My songwriting process begins when the feelings in my heart are too strong to contain. I'm often surprised how well my overflowing feelings write songs for me. Over the years, I’ve noticed a natural flow to the way I write songs. So here’s my songwriting process for you.
I sit down with my ukulele, try different chord progressions and zero down on the one that matches my feelings. I also move the capo up and down the fretboard to find the right sound and pitch. Once the chords match my feelings, I begin to write.
I always write on post-it-notes. They’re easy to stick anywhere, don’t fly around, and are great for organising and sequencing ideas. Its also easy to dispose off bad ideas. Earlier when I would write in a notebook, it’d look ugly because of all the scratched lines on bad ideas. With post-its, there’s no baggage. *
Keep what rhymes with how you are feeling, discard the rest.
I don't write songs in one go. I start with a verse or chorus and sing it over the chord progression. I then tweak it until the chords and lyrics together sound like they're made for each other.
Once the post it notes are filled with words and the music is written and composed, not only do i have a song, but I've also successfully removed the pain or any other strong feelings from within me. Now the feelings are trapped in a song and I'm free to feel other things and move on.
Some songs take years to complete.
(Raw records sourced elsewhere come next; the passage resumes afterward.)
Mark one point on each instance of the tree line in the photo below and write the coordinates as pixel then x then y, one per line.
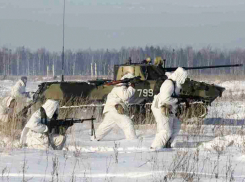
pixel 23 61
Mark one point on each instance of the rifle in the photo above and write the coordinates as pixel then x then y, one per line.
pixel 60 126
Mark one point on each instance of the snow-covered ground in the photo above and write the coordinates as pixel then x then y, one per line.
pixel 212 151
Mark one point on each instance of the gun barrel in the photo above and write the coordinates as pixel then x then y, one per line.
pixel 88 119
pixel 206 67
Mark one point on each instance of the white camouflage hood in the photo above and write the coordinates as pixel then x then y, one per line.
pixel 50 106
pixel 128 75
pixel 6 101
pixel 179 75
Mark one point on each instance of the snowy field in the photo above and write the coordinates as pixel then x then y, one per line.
pixel 212 151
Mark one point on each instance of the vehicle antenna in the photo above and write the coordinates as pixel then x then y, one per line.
pixel 63 54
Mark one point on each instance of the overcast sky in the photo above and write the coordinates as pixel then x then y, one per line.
pixel 115 23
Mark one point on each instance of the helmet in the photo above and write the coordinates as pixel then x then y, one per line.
pixel 158 61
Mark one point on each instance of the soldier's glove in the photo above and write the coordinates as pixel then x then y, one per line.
pixel 131 84
pixel 135 80
pixel 51 125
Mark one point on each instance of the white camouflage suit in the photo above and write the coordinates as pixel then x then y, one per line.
pixel 167 126
pixel 5 111
pixel 33 134
pixel 120 94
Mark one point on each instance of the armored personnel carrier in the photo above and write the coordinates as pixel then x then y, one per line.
pixel 80 98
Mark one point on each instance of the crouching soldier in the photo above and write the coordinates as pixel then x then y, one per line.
pixel 6 113
pixel 115 111
pixel 164 108
pixel 19 90
pixel 36 133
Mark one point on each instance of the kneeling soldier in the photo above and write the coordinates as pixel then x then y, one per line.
pixel 36 133
pixel 116 111
pixel 164 108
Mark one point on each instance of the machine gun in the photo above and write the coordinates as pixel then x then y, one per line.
pixel 203 67
pixel 60 126
pixel 114 82
pixel 126 80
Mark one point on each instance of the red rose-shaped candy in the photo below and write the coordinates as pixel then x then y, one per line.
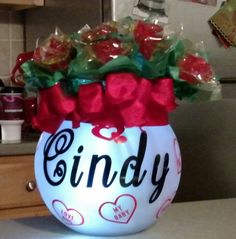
pixel 148 35
pixel 101 31
pixel 54 53
pixel 195 69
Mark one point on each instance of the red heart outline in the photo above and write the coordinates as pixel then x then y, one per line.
pixel 177 156
pixel 97 132
pixel 67 210
pixel 115 203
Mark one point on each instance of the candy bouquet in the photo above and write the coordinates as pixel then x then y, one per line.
pixel 99 74
pixel 108 162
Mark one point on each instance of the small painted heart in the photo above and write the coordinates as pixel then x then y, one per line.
pixel 119 211
pixel 69 216
pixel 107 132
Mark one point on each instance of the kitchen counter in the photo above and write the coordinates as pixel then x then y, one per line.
pixel 211 219
pixel 27 146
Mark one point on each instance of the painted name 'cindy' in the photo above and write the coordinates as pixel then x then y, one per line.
pixel 62 141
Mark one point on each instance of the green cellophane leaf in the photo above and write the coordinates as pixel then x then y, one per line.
pixel 39 77
pixel 121 63
pixel 182 89
pixel 71 85
pixel 83 67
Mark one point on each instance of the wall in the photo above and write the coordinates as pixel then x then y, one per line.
pixel 11 41
pixel 194 18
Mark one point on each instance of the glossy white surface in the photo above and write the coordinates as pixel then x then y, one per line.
pixel 213 219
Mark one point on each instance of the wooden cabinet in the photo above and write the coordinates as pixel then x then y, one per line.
pixel 20 4
pixel 19 196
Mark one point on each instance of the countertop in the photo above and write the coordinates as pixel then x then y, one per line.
pixel 211 219
pixel 27 146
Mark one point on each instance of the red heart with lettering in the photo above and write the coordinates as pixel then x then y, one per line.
pixel 119 211
pixel 107 132
pixel 69 216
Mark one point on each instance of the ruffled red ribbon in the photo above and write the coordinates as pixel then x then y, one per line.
pixel 125 100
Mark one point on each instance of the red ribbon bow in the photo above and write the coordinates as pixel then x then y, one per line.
pixel 126 100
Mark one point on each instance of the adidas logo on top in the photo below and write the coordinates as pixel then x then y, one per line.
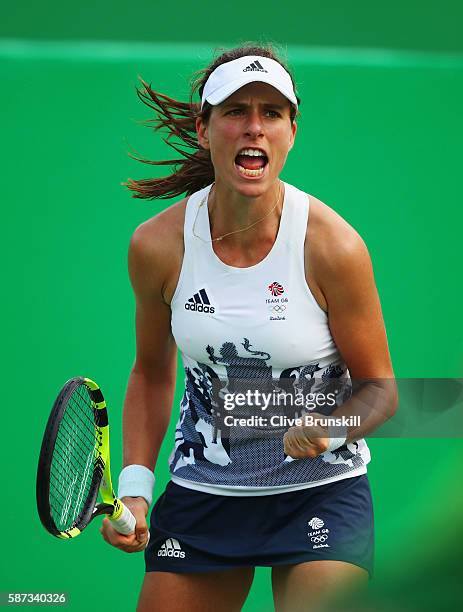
pixel 200 302
pixel 171 548
pixel 255 67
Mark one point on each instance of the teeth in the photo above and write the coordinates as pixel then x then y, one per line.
pixel 247 172
pixel 252 152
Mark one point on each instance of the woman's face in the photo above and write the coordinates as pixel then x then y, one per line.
pixel 249 136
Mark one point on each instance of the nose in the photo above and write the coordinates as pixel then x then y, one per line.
pixel 254 124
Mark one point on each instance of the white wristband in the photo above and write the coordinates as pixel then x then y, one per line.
pixel 136 481
pixel 335 441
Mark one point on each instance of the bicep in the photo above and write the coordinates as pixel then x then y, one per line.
pixel 155 346
pixel 354 314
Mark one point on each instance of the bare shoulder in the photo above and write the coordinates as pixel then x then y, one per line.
pixel 156 252
pixel 333 245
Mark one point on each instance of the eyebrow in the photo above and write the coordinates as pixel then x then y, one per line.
pixel 244 105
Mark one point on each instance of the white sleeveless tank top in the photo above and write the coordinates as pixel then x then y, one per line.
pixel 262 325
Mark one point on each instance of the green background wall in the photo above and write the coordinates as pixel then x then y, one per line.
pixel 379 140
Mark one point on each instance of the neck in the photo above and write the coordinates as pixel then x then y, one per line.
pixel 232 211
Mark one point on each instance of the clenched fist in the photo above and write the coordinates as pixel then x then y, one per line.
pixel 303 441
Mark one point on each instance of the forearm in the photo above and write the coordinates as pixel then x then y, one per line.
pixel 147 410
pixel 373 402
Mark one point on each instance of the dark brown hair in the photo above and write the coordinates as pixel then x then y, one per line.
pixel 194 170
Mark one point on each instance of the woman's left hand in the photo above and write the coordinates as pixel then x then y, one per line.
pixel 306 441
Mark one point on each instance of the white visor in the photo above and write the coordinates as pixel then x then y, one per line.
pixel 229 77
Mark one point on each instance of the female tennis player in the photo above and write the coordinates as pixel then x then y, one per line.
pixel 265 290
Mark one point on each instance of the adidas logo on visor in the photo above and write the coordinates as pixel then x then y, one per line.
pixel 171 548
pixel 200 303
pixel 255 67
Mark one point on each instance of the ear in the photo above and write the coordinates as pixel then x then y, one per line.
pixel 202 133
pixel 293 135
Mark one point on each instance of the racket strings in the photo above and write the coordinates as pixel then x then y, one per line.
pixel 75 455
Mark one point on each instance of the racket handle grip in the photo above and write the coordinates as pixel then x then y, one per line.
pixel 126 522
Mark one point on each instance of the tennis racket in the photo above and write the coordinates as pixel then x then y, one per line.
pixel 74 464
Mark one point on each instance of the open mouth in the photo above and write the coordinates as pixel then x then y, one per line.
pixel 251 162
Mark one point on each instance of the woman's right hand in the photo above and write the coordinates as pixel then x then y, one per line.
pixel 137 541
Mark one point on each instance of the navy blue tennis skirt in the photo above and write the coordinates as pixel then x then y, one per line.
pixel 193 531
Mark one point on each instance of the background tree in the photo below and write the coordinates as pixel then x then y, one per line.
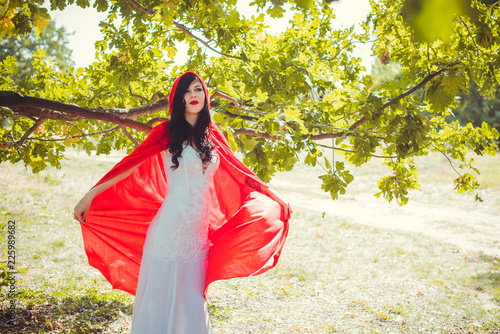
pixel 51 40
pixel 476 108
pixel 273 95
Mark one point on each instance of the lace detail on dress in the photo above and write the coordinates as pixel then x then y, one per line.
pixel 180 228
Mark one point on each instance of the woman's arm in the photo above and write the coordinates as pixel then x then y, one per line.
pixel 81 209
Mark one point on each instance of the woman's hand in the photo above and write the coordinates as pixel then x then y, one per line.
pixel 288 210
pixel 81 209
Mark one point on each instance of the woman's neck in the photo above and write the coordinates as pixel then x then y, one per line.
pixel 191 118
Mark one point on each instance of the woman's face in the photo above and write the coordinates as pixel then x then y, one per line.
pixel 194 98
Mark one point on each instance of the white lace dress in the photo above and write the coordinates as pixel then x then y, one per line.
pixel 169 297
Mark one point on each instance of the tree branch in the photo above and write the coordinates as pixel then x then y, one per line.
pixel 35 127
pixel 32 106
pixel 140 7
pixel 183 28
pixel 428 78
pixel 137 96
pixel 71 137
pixel 129 136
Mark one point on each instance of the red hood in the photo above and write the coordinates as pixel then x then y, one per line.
pixel 174 88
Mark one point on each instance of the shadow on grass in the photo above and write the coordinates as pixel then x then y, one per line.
pixel 37 312
pixel 489 281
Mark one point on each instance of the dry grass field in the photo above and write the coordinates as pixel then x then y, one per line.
pixel 356 265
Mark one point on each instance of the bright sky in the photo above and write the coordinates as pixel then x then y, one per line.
pixel 83 23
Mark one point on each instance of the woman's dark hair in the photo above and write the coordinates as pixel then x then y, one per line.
pixel 181 130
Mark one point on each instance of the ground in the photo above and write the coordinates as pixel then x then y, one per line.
pixel 356 265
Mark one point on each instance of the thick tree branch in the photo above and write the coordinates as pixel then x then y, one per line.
pixel 428 78
pixel 67 138
pixel 34 128
pixel 183 28
pixel 255 133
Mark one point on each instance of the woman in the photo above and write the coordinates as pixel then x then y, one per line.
pixel 178 213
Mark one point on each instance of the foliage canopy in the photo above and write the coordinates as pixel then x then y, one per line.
pixel 274 95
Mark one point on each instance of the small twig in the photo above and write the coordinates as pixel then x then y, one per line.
pixel 137 96
pixel 447 158
pixel 129 136
pixel 470 35
pixel 255 133
pixel 185 30
pixel 35 127
pixel 156 120
pixel 428 78
pixel 351 151
pixel 77 136
pixel 140 7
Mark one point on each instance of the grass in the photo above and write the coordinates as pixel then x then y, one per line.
pixel 335 275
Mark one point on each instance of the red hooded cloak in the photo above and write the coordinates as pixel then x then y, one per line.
pixel 247 227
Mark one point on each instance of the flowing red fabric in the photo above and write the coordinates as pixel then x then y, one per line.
pixel 247 228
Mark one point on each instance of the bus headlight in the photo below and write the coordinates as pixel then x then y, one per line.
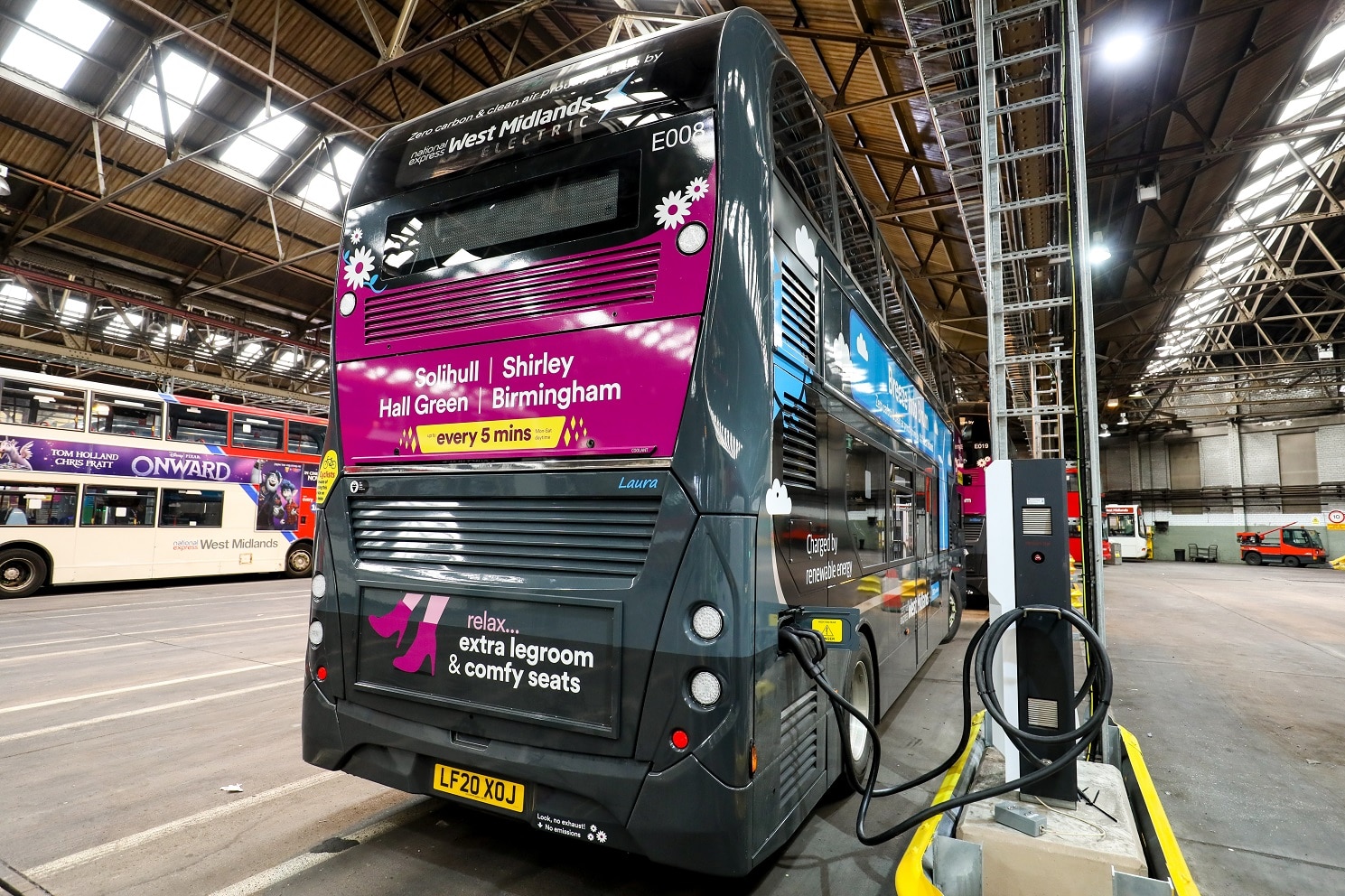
pixel 707 621
pixel 692 238
pixel 706 687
What you feel today is incomplete. You’ll feel something similar in the future which will give you a complete perspective that’s necessary to complete the song.
There have been songs which have evolved. I’ve written and modified them with time and experiences. These are the songs that a songwriter doesn’t want to part with, just like how artists like to hold on to their best paintings.
I've written songs for people I've loved and for myself. The songs I write for someone stays back with me even after they are no longer in my life. When my heart is breaking and I'm in pain, writing a song gives me hope.
A wise man once adviced me to write songs from the perspective of others. I took his advice and it has brought some variety to my songwriting. As songwriters we should be able to feel strongly about things that are happening to us, to others and to our surroundings. Then we can transform these feelings into songs that touch people's hearts.